In such a situation, refineries should be able to tap emergency supplies from the Government's Strategic Petroleum Reserve, but the three-year-old program is a shambles. Construction work is far behind schedule at the massive underground salt domes along the Louisiana and Texas Gulf Coast, where approximately a one-month supply of oil, or 248 million bbl., is supposed to be stored by year's end. So far only about 80 million bbl. of crude--little more than a week's supply--has been stockpiled. What is more, Energy Department technicians are still struggling with technical problems regarding the seemingly elementary task of getting the oil out of the ground. These difficulties, as well as the ever rising cost of the imported oil involved, are sure to push the cost of the program far above the currently planned $14 billion.
Officials at DOE remain publicly confident that a supply crunch can be avoided this year, but privately they are not so sure. Says one Schlesinger aide: "We're walking a fine line. We want the public to be aware that we are facing a potentially serious situation so that people will conserve oil, but we don't want to scare them."
Just to be prepared, DOE has drawn up contingency plans that begin with compulsory allocation of supplies to industry and culminate in actual gasoline rationing for the public. If Iranian production has not been substantially restored, and if voluntary measures have not cut consumption, then mandatory allocation will be brought in on a trial basis If stocks are still not being rebuilt, rationing would be imposed. Each car owner would be sent ration checks every three months specifying the number of gallons he could buy. The checks could be turned in at banks or other financial institutions in return for coupons that would have to be handed over at gas stations. The coupons might also be sold openly for whatever someone is willing to pay for them thus allowing drivers to get extra gasoline without having to ask DOE for special dispensations.
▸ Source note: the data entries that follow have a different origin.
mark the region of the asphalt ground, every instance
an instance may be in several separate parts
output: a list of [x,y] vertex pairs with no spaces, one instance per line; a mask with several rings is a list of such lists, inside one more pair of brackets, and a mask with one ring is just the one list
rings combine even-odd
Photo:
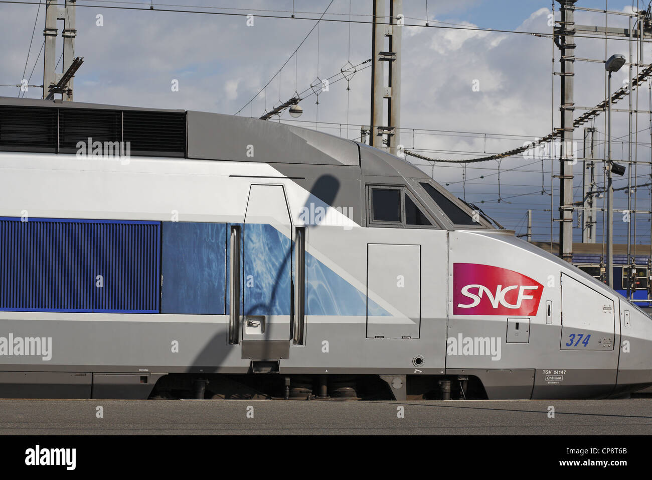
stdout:
[[3,400],[0,434],[650,435],[652,398],[433,402]]

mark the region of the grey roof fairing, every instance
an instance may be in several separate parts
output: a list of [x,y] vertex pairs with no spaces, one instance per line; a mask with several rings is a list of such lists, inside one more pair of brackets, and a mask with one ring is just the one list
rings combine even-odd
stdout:
[[383,150],[356,142],[360,148],[360,165],[363,175],[373,176],[430,178],[421,168],[409,162]]
[[[359,167],[351,140],[308,129],[233,115],[0,97],[0,105],[186,112],[188,158]],[[248,156],[252,145],[253,156]]]
[[353,142],[314,130],[205,112],[188,111],[187,121],[188,158],[360,165],[358,148]]

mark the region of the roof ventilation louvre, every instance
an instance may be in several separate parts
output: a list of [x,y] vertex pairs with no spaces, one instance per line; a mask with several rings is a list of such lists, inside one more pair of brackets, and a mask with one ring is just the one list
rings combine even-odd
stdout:
[[125,110],[123,115],[123,139],[131,142],[132,155],[185,155],[185,112]]
[[57,151],[57,109],[0,106],[0,150]]
[[[59,114],[59,152],[74,153],[77,143],[119,142],[121,112],[91,108],[61,108]],[[93,148],[93,145],[87,146]]]

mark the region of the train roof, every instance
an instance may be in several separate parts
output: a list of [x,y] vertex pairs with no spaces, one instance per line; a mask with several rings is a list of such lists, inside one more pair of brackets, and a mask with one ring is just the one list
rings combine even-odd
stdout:
[[271,121],[194,110],[0,97],[0,150],[74,153],[76,143],[130,141],[136,155],[361,167],[363,174],[428,178],[363,144]]

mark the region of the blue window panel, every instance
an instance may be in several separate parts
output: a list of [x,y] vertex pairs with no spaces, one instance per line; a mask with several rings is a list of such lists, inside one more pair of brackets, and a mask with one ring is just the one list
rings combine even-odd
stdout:
[[0,217],[0,310],[158,313],[160,244],[159,222]]
[[[391,316],[369,300],[369,315]],[[306,253],[306,315],[366,315],[366,294]]]
[[163,223],[161,313],[224,315],[226,224]]
[[289,315],[289,238],[267,223],[245,223],[244,237],[244,314]]

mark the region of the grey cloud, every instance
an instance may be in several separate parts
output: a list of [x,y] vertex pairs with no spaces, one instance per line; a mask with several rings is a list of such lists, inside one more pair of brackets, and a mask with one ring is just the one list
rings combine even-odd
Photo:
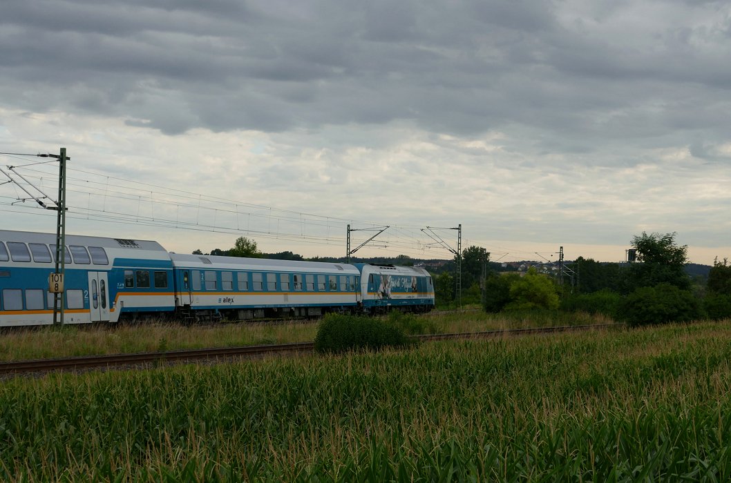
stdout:
[[723,136],[727,6],[667,4],[648,31],[622,20],[630,7],[659,8],[597,2],[567,23],[570,7],[527,0],[11,1],[0,94],[168,134],[406,121],[574,154],[662,144],[670,129]]

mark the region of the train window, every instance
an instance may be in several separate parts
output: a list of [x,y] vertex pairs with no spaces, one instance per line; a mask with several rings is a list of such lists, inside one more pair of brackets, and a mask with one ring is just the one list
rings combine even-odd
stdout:
[[150,288],[150,272],[147,270],[137,270],[135,274],[137,288]]
[[66,291],[66,308],[67,309],[83,309],[84,308],[84,292],[83,290],[71,290]]
[[94,309],[99,309],[99,291],[96,290],[96,280],[91,280],[91,301]]
[[91,263],[94,265],[109,265],[107,252],[101,247],[89,247],[89,253],[91,255]]
[[249,274],[244,271],[240,271],[236,274],[236,279],[238,281],[238,290],[240,292],[244,292],[249,290]]
[[263,285],[262,284],[262,274],[251,274],[251,277],[254,281],[254,286],[252,288],[254,290],[264,290]]
[[69,245],[69,250],[71,250],[71,255],[74,258],[75,263],[88,265],[91,263],[91,259],[89,258],[89,252],[86,251],[86,247]]
[[233,274],[231,273],[230,271],[221,272],[221,290],[233,290]]
[[289,275],[288,274],[279,274],[279,286],[283,290],[289,290]]
[[[56,258],[57,258],[57,254],[56,252],[56,245],[53,245],[53,244],[50,245],[50,251],[53,252],[53,260],[54,261],[58,261],[56,260]],[[69,253],[69,247],[64,247],[64,252],[65,253],[65,255],[64,255],[64,263],[71,263],[71,254]]]
[[19,288],[3,289],[2,301],[5,310],[23,310],[23,290]]
[[205,271],[205,290],[216,290],[216,272],[213,270]]
[[127,288],[135,286],[135,272],[132,270],[124,271],[124,286]]
[[43,310],[43,290],[41,289],[29,289],[26,290],[26,309]]
[[167,288],[167,272],[155,272],[155,288]]
[[50,252],[48,251],[48,247],[45,243],[29,243],[28,246],[31,247],[33,261],[42,263],[51,262]]
[[10,258],[14,262],[31,261],[31,252],[28,251],[26,244],[20,242],[8,242],[7,249],[10,251]]

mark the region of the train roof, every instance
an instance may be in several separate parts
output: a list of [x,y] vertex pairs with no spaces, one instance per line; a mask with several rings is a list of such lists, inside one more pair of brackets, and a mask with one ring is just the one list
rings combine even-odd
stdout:
[[296,260],[272,258],[245,258],[213,255],[170,254],[175,266],[186,266],[201,269],[228,268],[231,270],[270,270],[283,271],[322,272],[341,274],[357,274],[360,272],[352,265],[328,262],[306,262]]
[[421,275],[431,277],[424,268],[405,265],[386,265],[380,263],[355,263],[363,273],[393,274],[395,275]]
[[[0,242],[23,242],[25,243],[55,244],[56,233],[0,230]],[[86,247],[102,247],[104,248],[127,248],[130,250],[167,252],[162,245],[152,240],[88,236],[86,235],[71,235],[67,233],[65,242],[67,246],[84,245]]]

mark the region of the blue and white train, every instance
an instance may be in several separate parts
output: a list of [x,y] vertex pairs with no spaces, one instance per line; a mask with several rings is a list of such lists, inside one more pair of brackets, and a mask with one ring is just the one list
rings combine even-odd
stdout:
[[[0,230],[0,327],[50,324],[56,235]],[[428,272],[406,266],[168,252],[156,242],[66,236],[64,322],[249,320],[434,306]]]

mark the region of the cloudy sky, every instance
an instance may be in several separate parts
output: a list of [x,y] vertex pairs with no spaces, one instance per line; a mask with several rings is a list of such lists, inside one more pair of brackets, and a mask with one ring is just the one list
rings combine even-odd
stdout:
[[[422,229],[461,224],[493,260],[618,261],[677,232],[711,263],[731,258],[731,6],[5,0],[0,151],[61,147],[69,233],[311,256],[390,225],[357,255],[450,258]],[[48,161],[0,169],[55,198],[57,166],[28,166]],[[26,197],[0,185],[0,225],[53,231]]]

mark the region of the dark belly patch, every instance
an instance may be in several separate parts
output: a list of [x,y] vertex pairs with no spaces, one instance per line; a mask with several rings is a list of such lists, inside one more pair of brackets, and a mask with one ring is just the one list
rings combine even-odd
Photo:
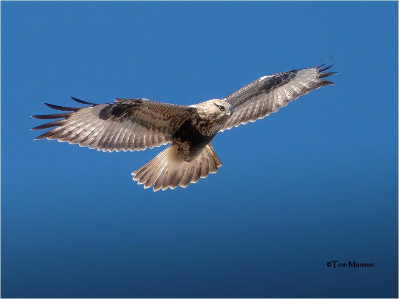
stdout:
[[191,120],[186,121],[173,136],[173,144],[178,146],[178,154],[189,162],[199,153],[215,135],[202,135]]

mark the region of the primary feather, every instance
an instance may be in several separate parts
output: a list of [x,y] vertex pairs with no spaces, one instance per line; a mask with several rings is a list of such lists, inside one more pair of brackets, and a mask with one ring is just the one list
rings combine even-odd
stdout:
[[44,103],[68,112],[32,116],[61,119],[31,130],[52,128],[36,140],[57,139],[104,151],[140,150],[171,143],[134,171],[133,180],[145,188],[153,186],[154,191],[185,187],[221,165],[210,143],[218,132],[263,118],[311,90],[333,84],[323,78],[336,72],[324,72],[332,66],[323,66],[262,77],[224,99],[190,106],[147,99],[97,104],[72,97],[90,105],[80,108]]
One thing that DOE can do nothing about is the prospect of yet another increase in oil prices. Even a small scarcity in such a valuable commodity can produce large jumps in cost, and that is exactly what is now happening on the so-called spot market. There, oil companies bid for any available crude that is not already committed to customers under long-term contracts. Though the quoted long-term OPEC price currently stands at about $13 per bbl., spot-market oil last week was trading for as much as $17 per bbl. Warns Energy Economist John Lichtblau of the Petroleum Industry Research Foundation: "The OPEC countries are free to adjust their prices if they want to, and they could well increase them so that not only will spot prices go up, but official prices as well, at least temporarily." It seems that the energy crisis is turning out to be less the moral equivalent of war--as Carter has called it--than the equivalent of Chinese water torture.